Skills · 14 July 2026 · 3 min read

How to Set a Meeting Agenda Out Loud in the First Minute.

A meeting with no agreed plan drifts. Learn how to set a meeting agenda out loud in the first minute, so both sides know why they are here and what a good outcome is.
Will Koning
Will Koning
Founder, meritt
meritt illustration: economic buyer & executive engagement

Most meetings drift because nobody said out loud why everyone is there. You can fix that in the first minute. Set the agenda openly: say why you are both here, ask what they want from the time, agree how long you have, and name what a good ending looks like. Sellers call this an up-front contract, and it turns a vague chat into a meeting that actually goes somewhere.

The mistake most people make

Most people jump straight in without agreeing a plan. They assume everyone knows why they are meeting, so they open with small talk and then a pitch. But the buyer had a different idea of the meeting in their head, and now the two of you are pulling in different directions. Time runs out. Nothing gets decided. You both leave a little unsure of what just happened, and the deal has not moved an inch.

What good sounds like

Good sellers agree the shape of the meeting before they get into it. In the first minute they say why they are both there, ask what the buyer wants to get out of it, check how much time there is, and name a clear outcome, even if that outcome is a straight no. It sounds simple, and it is. But it turns the meeting into a shared plan instead of a guessing game. Everyone relaxes, because everyone knows where this is going.

How to do it

Say why you are both here

Open with the purpose in one plain sentence, so nobody is guessing. It sets the frame and shows you came prepared, not just to wing it.

"Thanks for the time. My aim today is to understand where hiring is hurting most, and see if meritt is even a fit. Sound right?"

Ask for their agenda, not just yours

Do not assume you know what they want. Ask. When the buyer names what they hope to get, the meeting becomes theirs too, and they lean in.

"That's what I'd like to cover. What would make this half hour worth it for you?"

Agree the time and the outcome

Confirm how long you have, then name what a good ending is. Make it safe to say no. A clear yes, no, or next step all beat a polite maybe.

"We've got thirty minutes. By the end, we'll know if this is worth a next step or not, and a no is completely fine."

See the difference

Weak

"Hi, thanks for jumping on. So, how's your week going? ... Great. Let me tell you a bit about meritt." No shared plan, no agreed outcome. Twenty minutes later you are both wondering what this meeting was even for.

Strong

"Thanks for the time. My aim is to understand your hiring pain and see if we're a fit. What do you want out of it? ... Good.
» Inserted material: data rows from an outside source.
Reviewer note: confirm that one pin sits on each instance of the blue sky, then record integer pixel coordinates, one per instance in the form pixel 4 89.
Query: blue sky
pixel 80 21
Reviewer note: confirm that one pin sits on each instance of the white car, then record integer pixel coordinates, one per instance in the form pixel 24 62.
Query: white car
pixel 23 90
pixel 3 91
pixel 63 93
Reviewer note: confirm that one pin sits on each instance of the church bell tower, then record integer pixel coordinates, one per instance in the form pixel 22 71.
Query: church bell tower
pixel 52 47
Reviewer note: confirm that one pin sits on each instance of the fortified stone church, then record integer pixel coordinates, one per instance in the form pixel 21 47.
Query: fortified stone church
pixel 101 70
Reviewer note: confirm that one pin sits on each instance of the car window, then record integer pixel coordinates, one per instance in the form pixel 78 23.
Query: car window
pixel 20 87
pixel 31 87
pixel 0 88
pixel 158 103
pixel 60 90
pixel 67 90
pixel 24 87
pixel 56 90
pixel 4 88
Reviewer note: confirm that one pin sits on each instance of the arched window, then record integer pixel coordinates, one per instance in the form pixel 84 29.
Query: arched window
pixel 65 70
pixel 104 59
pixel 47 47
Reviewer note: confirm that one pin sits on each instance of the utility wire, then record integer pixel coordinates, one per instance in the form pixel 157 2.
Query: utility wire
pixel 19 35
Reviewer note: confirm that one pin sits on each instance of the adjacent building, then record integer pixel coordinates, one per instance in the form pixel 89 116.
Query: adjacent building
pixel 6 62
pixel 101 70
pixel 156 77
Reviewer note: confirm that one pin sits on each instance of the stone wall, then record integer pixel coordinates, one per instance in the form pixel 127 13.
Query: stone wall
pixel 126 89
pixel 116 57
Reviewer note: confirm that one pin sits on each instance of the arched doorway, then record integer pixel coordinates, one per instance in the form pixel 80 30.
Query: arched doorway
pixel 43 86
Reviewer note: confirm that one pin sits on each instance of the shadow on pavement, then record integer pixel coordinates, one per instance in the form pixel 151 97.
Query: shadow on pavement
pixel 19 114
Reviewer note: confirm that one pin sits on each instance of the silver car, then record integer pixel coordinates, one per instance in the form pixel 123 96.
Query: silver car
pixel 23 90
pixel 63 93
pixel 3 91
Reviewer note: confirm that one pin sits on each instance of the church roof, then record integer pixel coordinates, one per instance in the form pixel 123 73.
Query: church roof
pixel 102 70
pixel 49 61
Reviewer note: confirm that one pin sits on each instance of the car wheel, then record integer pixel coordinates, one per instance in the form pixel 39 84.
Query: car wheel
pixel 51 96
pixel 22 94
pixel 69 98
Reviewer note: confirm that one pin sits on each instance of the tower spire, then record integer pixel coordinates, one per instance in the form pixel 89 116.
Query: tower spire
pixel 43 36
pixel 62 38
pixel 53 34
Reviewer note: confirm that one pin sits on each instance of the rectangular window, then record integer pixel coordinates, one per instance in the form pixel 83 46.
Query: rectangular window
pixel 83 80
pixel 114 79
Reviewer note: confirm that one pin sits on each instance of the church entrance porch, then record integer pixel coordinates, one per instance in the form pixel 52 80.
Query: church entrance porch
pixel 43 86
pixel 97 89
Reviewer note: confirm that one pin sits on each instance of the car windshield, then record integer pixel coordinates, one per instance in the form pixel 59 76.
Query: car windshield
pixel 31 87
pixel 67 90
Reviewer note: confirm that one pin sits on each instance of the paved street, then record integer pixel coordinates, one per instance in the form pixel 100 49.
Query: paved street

We've got thirty minutes, and by the end we'll know if there's a next step. A no is fine too."

Same meeting. The strong version spends sixty seconds agreeing why you are both there. That small frame is why it stays on track while the weak one wanders.

How you'll know it's working

You have got this when the first minute sets a clear, shared plan. After your next meeting, ask yourself: did we agree why we were there and what a good ending looked like, out loud, at the start? If yes, the meeting almost runs itself. Communication is the trait at work. A clear frame up front is the calmest, most confident way to open, and it saves the whole meeting from wandering.

Questions people ask

What is an up-front contract in sales?

An up-front contract is a quick agreement at the start of a meeting about how it will run. You say why you are both there, ask what the buyer wants from it, confirm the time, and name a clear outcome. It is not a legal thing, just a shared plan said out loud. It stops the meeting drifting and makes it safe for either side to say no.

How do I start a meeting with a senior buyer?

Start by agreeing the plan, not with small talk or a pitch. In the first minute, say your purpose in one sentence, ask what the buyer wants out of the time, check how long you have, and name what a good ending looks like. Setting the frame up front shows you respect their time and keeps the whole meeting on track.

Isn't setting an agenda too formal or pushy?

No, done well it feels like respect, not control. You are not reading a rigid list, you are checking you both want the same thing from the time. Asking "what would make this worth it for you?" is warm, not pushy. Buyers relax when they know where a meeting is going, so a clear frame usually makes the room easier, not stiffer.

What outcome should I ask for at the end of a meeting?

Name a clear decision, even if it might be no. A good outcome is a yes, a no, or an agreed next step, never a vague "we'll be in touch." Say it at the start: "By the end, we'll know if this is worth taking further." Making a no safe up front means the buyer is honest, and honesty is worth far more than a polite maybe.